As though he had never thought of himself as belonging to that cursed category, Krishnamurti was taken aback for a moment, totally surprised and perplexed. Then, with disarming simplicity and directness, he said, “But I don’t do it on purpose!”
It was the most extraordinary of statements. Aldous was enormously impressed by it, and also very touched and amused. Of course he understood it. But I must have looked bewildered, for Krishnamurti, in a softer, calmer way, said, “It just happens, do you see?” Alas, I did not see very well. Krishnamurti continued, “I am not a healer, or a psychologist, or therapist, or any of those things.” The words “healer,” “psychologist,” “therapist” burst from him like projectiles ejected by compressed power. “I am only a religious man. Alcoholics or neurotics or addicts— it doesn’t matter what the trouble is— they get better quite often— but that is not important; that is not the point— it is only a consequence.”
“What is wrong with such a consequence?” I asked. “I only give people techniques or recipes or tools to help them to do what they need to do— what is wrong in using the transformation of energy to change those miserable feelings into constructive behavior?” That had been what we had discussed at lunch. I knew that Krishnamurti was violently opposed to dogmas, rites, gurus, and Ascended Masters— to all the gadgetry of those organized powers whose aim is to impress the masses with keeping the godhead and its graces as their supreme and private monopoly. But I had no idea that he also objected to psycho-physical exercises, such as my recipes. Unaware of this fact, I had innocently exposed myself and my work. Now I realized that he had restrained himself during lunch, tactfully waiting until we were alone. He did not restrain himself now; vehemently, with unspeakable intensity, he spoke.

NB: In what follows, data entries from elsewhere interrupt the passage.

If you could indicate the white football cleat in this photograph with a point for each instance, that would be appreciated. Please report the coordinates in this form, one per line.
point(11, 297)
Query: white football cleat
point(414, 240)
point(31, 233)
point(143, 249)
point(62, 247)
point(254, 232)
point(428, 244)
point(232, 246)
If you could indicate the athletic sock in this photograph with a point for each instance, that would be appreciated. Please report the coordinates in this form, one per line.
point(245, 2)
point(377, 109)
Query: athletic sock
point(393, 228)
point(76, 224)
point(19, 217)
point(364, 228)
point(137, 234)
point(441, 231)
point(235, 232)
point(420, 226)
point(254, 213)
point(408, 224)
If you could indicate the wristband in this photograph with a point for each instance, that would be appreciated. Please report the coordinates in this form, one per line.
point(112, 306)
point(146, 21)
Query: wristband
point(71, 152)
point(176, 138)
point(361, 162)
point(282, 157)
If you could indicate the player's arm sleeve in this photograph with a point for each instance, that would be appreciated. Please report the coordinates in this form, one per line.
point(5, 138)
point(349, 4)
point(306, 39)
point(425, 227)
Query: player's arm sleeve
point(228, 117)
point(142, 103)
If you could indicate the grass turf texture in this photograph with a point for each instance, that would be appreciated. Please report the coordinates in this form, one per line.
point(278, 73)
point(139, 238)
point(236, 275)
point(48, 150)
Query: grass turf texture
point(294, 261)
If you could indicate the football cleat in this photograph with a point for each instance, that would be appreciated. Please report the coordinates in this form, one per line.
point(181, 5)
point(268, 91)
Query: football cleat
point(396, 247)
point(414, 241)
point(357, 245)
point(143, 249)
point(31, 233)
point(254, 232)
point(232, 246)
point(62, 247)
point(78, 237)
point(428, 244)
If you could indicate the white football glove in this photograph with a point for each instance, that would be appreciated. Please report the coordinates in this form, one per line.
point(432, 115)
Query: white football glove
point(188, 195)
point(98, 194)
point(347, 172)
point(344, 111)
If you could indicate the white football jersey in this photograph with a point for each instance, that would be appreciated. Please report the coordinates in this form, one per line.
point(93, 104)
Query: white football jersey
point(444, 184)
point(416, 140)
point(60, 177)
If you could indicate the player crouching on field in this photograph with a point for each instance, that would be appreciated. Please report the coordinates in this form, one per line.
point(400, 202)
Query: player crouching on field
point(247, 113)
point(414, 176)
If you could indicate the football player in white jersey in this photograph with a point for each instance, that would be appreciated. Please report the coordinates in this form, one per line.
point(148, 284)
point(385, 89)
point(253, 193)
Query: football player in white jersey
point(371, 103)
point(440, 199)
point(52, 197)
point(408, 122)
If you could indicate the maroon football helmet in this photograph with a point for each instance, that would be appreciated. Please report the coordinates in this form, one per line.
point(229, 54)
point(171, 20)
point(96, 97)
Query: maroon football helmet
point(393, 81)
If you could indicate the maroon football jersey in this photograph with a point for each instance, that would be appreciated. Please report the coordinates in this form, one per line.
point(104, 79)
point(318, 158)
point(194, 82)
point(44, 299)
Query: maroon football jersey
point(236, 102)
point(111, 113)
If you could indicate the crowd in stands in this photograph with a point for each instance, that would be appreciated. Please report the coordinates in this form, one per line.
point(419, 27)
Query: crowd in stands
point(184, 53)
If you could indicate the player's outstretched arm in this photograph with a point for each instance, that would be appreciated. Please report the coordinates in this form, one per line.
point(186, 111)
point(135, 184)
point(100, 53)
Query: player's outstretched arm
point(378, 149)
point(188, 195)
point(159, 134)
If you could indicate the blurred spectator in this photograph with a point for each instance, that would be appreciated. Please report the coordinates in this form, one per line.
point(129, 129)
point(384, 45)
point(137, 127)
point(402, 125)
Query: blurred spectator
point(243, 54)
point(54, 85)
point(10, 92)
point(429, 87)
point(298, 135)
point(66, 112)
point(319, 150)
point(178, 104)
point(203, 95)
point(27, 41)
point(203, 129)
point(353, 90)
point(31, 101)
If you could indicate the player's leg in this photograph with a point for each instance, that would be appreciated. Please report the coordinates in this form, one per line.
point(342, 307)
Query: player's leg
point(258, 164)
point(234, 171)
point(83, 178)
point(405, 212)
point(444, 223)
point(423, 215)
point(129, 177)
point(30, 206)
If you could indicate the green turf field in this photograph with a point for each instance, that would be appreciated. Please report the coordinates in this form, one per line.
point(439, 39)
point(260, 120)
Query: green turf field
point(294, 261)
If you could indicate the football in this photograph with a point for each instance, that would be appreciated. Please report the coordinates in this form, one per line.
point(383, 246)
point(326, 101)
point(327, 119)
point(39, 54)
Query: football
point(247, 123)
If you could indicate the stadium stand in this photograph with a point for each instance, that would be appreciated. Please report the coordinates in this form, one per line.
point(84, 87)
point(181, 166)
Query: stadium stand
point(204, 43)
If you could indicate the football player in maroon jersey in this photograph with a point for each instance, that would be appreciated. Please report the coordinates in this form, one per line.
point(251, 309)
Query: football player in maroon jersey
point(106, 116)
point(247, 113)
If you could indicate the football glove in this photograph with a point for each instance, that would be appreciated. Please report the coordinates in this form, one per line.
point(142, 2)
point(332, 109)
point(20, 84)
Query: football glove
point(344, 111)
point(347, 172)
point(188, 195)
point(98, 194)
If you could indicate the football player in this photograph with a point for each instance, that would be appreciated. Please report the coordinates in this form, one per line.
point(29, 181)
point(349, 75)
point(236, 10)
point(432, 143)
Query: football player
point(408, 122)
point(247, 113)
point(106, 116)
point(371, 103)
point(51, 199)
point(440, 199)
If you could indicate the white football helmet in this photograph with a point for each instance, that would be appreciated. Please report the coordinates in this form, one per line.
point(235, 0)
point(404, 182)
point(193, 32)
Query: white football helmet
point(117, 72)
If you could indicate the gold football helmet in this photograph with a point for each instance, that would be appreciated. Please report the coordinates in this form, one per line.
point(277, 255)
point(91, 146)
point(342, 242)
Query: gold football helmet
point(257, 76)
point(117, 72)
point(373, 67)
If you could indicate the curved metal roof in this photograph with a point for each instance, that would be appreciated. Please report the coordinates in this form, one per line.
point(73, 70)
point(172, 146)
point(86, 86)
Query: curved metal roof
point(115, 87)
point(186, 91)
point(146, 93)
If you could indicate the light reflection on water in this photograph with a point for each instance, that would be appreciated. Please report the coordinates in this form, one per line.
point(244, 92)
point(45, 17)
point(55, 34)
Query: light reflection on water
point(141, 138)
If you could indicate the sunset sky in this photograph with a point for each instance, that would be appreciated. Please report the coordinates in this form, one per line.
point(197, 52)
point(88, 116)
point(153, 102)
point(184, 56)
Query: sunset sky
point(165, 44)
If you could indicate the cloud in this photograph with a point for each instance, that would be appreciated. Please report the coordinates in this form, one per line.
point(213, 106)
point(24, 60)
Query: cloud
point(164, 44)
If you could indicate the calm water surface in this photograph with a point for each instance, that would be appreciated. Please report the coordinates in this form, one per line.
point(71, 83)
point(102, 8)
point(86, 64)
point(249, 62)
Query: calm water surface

“No! No! Techniques— transformation— no— rubbish! One must destroy— destroy… everything!” Fleetingly a thought crossed my mind: how easily such a man can be misunderstood, misinterpreted! I wanted to understand— I knew that he wanted me to understand, but how to ask— that was the question. “But what do you do?” I repeated.
And he repeated: “Nothing— I am only a religious man.”
It had the sound of a final statement, a baffling one to me. Six words, I thought, but hundreds of different meanings, according to each person’s conditioning. Perhaps he was simply restating what Christ had said:
But rather seek ye the kingdom of God; and all these things shall be added unto you.
But I was not thinking about Christ— I wanted to know what Krishnamurti meant by “a religious man.”
“What is a religious man?”
Krishnamurti changed his tone and rhythm. He spoke now calmly, with incisiveness. “I will tell you what a religious man is. First of all, a religious man is a man who is alone— not lonely, you understand, but alone— with no theories or dogmas, no opinion, no background. He is alone and loves it— free of conditioning and alone— and enjoying it. Second, a religious man must be both man and woman— I don’t mean sexually— but he must know the dual nature of everything; a religious man must feel and be both masculine and feminine. Third,” and now his manner intensified again, “to be a religious man, one must destroy everything— destroy the past, destroy one’s convictions, interpretations, deceptions— destroy all self-hypnosis— destroy until there is no center; you understand, no center. ” He stopped.
After a silence Krishnamurti said quietly, “Then you are a religious person. Then stillness comes. Completely still.”
Still were the immense mountains around us.